Mi affiancai a lui, sorridendo di nascosto perchè notavo come nessuno dei due avesse un ombrello, o ne avvertisse l'esigenza.
"Piace anche a me" disse, rompendo il silenzio, come rispondendo ai miei pensieri, con lo sguardo fisso al cielo. Le gocce s'erano fatte più sottili, più leggere, un alone decorativo del nostro quadro.
Pietro si fermò sotto un antico portico, a pochi passi dal cancello della vecchia casa, ed io con lui.
Vidi la sua mano, quella che non reggeva il mio braccio, frugare in un taschino della sua giacca ed estrarne un involucro morbido.
"Vuoi?" disse, porgendomi quello che riconobbi come un pacco di sigarette. Scossi la testa.
"Non so fumare." Era vero, il tabacco era per i ricchi, e per quanto il mio lavoro non fosse da poco non avevo mai provato a sperperare i miei stipendi in qualcosa di apparentemente tanto vizioso.
Pietro sorrise, ed accese la sua sigaretta sventolando un fiammifero con la maestria data dall'abitudine.
"T'infastidisce?" chiese poi, riferendosi alla nuvola di denso fumo grigio che si espandeva nell'aria.
"Affatto" dissi "non puzza come dicono." e lo pensai davvero. Aveva, anzi, un odore caldo e buono, che istintivamente attribuii alla sua figura, alla sua voce.
Parlammo ben poco mentre lui fumava. Io mi limitai ad osservare lui, e lui il fumo. Sembrava cercare delle risposte in esso, e lo guardava come si guarda un vecchio amico ritrovato. Lo guardava come io guardavo i libri, come io guardavo... Lui.
"Un giorno insegnerò" mi disse, lasciando che le sue labbra abbandonassero uno degli ultimi sbuffi di fumo. "E salverò vite".
"Come si salva una vita da dietro un banco?" chiesi, seguendo con lo sguardo il luccichio del mozzicone che s'infrangeva, ormai sull'asfalto, contro la pioggia.
"Con le parole" rispose lui. "Ci sono tante anime perdute, a questo mondo, che non chiedono altro se non essere salvate. Ed i libri, le parole, hanno tutto il potere di farlo. Ed io che lo so, lo dirò a loro. Ed anche loro, come me, si salveranno."

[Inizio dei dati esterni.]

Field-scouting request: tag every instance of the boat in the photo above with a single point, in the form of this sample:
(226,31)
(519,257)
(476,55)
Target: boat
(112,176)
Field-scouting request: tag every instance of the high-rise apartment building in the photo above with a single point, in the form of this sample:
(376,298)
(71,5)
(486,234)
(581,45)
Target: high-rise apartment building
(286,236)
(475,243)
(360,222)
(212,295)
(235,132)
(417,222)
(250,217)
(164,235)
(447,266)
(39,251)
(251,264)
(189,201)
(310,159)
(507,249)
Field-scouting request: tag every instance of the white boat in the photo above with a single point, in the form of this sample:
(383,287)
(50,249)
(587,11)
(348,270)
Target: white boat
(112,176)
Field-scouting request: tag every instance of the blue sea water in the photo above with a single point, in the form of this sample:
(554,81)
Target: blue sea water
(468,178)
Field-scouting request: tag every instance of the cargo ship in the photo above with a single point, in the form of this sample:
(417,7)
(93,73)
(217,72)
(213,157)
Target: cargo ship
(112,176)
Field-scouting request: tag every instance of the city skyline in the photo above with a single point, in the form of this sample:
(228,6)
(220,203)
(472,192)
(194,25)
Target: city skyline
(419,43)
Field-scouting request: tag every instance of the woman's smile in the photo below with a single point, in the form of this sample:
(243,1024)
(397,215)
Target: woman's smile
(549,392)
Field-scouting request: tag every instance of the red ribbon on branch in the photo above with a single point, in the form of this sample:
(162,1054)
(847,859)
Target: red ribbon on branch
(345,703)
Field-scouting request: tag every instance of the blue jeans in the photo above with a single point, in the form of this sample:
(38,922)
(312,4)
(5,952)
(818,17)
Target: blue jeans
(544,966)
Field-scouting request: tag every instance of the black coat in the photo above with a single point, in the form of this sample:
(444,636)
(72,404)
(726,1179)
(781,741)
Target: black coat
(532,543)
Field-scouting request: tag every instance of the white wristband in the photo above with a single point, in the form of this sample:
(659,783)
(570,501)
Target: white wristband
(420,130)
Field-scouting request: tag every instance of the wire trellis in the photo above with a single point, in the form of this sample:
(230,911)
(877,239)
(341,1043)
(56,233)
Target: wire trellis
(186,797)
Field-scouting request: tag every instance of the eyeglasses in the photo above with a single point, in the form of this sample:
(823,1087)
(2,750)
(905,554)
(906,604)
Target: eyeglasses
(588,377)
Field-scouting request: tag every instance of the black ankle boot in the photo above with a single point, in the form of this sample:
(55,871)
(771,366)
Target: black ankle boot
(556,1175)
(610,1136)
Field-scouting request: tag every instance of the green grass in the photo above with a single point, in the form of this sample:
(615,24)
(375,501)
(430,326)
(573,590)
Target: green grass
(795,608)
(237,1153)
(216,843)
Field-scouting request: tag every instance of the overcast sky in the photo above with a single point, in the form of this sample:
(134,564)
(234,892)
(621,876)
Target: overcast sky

Era uno dei discorsi più folli ed al contempo più veri che avessi mai udito. E la sua espressione assorta, mentre parlava, gli dava l'aria di qualcuno che davvero era stato perduto, un uomo solo sull'immensa terra, e che aveva trovato la forza di salvarsi.
"Allora hai salvato anche me?" domandai, ferma sul cancello, ed alzai gli occhi intercettando i suoi.
Li vidi colmi di dolore e di paura, e mi promisi che li avrei riempiti di gioia e sollievo, mi promisi che io avrei salvato la parte di lui che ancora era perduta.
"Non è esatto, Emma. Sei tu ad aver salvato me."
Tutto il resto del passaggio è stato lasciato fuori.